Food Wars Volume 20 concludes Volume 19’s cliffhanger shokugeki with Eishi winning, but not holding Soma to the terms of their duel. Soma is “too unpredictable to be of use,” with the implication that Soma is a fly in the ointment of the Azami ideal. As Soma is antithetical to Central’s aesthetic of controlled cooking, a rogue element that Eishi decides is “too dangerous to have close,” there is also the insinuation that Soma is a creative threat to Eishi as well. “If you were my right-hand man, I might not be able to keep you fully under control.”

However, as you may have guessed from the cover art, the spine of Food Wars Volume 20 is Erina’s story. Not only is it her story, it is her self-portrait, a crucial slice of Erina’s backstory that defines who she is, what she values, and her personal aesthetic. While Volumes 1-19 have been Soma’s Bildungsroman, in pages 91-102 of Volume 20, the focus shifts to Erina, and by the end of the manga, Soma and Erina are not only rivals, but spiritual family, with ties forged not of blood, but the savory memory of food. As I’ve always appreciated a good Bildungsroman, especially with the form of heightened sensibility that it takes in sequential art, when a single slice of life can be exploded across twelve pages into a moment of near-cosmic significance, this is possibly my favorite volume of Food Wars! since the Subaru/Soma shokugeki.
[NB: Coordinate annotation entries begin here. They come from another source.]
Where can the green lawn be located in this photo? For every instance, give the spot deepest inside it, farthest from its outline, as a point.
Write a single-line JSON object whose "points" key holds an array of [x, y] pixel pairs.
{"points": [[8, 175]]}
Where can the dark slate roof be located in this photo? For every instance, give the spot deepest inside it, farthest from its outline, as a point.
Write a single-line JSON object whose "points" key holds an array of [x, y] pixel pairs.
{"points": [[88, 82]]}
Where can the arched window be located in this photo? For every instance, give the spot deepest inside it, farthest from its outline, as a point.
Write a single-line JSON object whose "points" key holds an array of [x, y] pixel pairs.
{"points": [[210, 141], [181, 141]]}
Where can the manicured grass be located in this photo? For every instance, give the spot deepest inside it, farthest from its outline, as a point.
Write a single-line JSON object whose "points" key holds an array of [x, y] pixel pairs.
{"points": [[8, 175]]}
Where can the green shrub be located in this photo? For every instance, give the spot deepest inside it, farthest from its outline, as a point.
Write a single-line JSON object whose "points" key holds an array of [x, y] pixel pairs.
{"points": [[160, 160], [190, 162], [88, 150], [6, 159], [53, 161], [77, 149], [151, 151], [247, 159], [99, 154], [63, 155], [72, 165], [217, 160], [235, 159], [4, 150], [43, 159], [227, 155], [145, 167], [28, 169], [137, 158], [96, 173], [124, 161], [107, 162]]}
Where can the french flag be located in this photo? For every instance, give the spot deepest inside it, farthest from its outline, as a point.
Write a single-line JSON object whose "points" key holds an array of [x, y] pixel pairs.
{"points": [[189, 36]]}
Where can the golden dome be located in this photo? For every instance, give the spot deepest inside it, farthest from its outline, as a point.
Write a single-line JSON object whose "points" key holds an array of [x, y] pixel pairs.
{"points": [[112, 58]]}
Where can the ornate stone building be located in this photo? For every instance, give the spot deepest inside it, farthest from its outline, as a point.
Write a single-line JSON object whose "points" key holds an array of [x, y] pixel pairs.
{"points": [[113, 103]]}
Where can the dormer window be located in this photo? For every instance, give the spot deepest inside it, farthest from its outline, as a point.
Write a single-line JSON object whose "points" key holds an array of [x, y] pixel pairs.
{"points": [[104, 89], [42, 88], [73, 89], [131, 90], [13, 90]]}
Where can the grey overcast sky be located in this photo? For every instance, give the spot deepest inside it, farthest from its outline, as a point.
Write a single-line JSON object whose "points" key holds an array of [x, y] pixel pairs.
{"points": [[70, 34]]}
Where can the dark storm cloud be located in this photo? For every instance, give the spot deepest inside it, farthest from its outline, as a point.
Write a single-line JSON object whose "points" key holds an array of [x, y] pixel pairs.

When Erina was a little girl, and already overwhelmed by the responsibility of being the “god tongue,” Soma’s father Saiba came to visit her grandfather for a kind of private exhibition of Saiba’s new dishes. When Erina followed her nose to the dining hall, Saiba and Grandfather Naikiri initially were going to send her back to her room, but when Erina’s stomach groaned, Saiba served Erina as well. Not only did the dish amaze Erina, but through all of her father’s rigid training, she has remembered. Though she sees the truth of her father’s ideals, and believes, like him, that “the culinary world of today is flooded with trite and uninspired dishes,” she has also clung to the memory of Saiba’s eye-openingly idiosyncratic meal.

Perhaps because I was reading Hayao Miyazaki’s Starting Point when I read this volume, and much of Starting Point is a polemic against mediocre anime, Erina’s line–“the culinary world of today is flooded with trite and uninspired dishes”–seemed also to be a meta moment commenting on the world of manga. While I may be reading in to this, Yuto Tsukuda and Shun Saeki have earned the authority to make this point, obliquely or not, after producing a twenty volume series at such a high quality without losing steam or sight of the central themes.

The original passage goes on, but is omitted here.